In 1994 Crazy, Loopy & Un-British shocked the World by declaring a war on rice-based cereals everywhere, this culminated in the unfortunate and rather gruesome “Ricicles” massacre of 1998 which resulted eventually in a treaty being drawn up between the two parties and overseen by NATO securing the future of cereals based on rice, corn and wheat (and bran, but no-one cares about bran).
This treaty, known as the Breakfast Agreement prohibits direct military action between the opposing factions (although everyone is free to attack bran, no-one really even likes bran); however the tactics employed by both sides are now more underhand with all operations being carried out covertly. Throughout this conflict Tony “the Tiger” Balboa has chosen to remain neutral, refusing to give support to either side, although some speculate that this is simply due to him being too preoccupied with the subsequently declared war on bran.
Crazy is the eldest of the brothers and was their leader until he was apprehended by the authorities attempting to buy babies off eBay to train from birth as his army of evil. He is a known cannibal and is considered extremely dangerous, he has escaped from prison twice in the past and the authorities won’t be surprised if he does it again. His weapon of choice is his own teeth and his favourite animal is the wombat.
Loopy is the middle brother and suffers from an affliction which makes him unable to colour-coordinate his clothing (hence the appalling dress sense). Other than that he is relatively un-noteworthy and is often overlooked.

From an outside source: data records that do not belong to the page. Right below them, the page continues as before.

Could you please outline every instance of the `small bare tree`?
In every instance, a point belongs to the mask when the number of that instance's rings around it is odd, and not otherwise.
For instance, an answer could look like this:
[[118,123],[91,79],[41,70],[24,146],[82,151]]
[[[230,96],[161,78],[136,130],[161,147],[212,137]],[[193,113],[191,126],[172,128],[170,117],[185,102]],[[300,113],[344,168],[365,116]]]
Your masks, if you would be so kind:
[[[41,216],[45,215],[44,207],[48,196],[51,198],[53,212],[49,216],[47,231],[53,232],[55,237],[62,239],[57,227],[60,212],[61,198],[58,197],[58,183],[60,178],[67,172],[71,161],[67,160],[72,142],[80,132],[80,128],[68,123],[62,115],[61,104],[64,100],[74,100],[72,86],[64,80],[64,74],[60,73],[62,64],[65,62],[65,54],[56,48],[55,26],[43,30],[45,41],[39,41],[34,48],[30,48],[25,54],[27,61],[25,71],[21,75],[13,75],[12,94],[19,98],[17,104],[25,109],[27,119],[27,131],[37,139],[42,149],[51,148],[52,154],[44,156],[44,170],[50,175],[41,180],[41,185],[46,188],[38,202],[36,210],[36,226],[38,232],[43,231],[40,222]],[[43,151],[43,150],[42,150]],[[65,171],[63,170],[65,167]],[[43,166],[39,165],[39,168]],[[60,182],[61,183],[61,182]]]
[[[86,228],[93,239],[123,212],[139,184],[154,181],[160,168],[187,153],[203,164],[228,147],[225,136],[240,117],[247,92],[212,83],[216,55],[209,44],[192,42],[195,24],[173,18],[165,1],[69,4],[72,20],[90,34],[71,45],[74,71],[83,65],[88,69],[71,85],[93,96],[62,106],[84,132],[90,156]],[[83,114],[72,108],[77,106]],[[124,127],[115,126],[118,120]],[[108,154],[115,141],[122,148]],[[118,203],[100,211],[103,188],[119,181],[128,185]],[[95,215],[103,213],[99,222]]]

Un-British is the youngest of the three brothers and as such rebelled somewhat more than his siblings as a teenager, choosing to dress entirely in black with the exception of his fez (which is red; all fez’s are red, if it’s not red it’s not a proper fez). Much to the dismay of his parents he adorned his walls with posters of his idol, Saddam Hussein and grew a moustache in an attempt to be more like his childhood hero. His weapon of choice are dual Uzis and his favourite season is autumn. As well as being obsessed with the annihilation of rice-based cereals, Un-British is also vehemently anti-British, a truly startling coincidence given his name. He has made it a personal mission of his to destroy queues, pies and rugby wherever it may be found in an attempt to crush the moral spirit of Brits.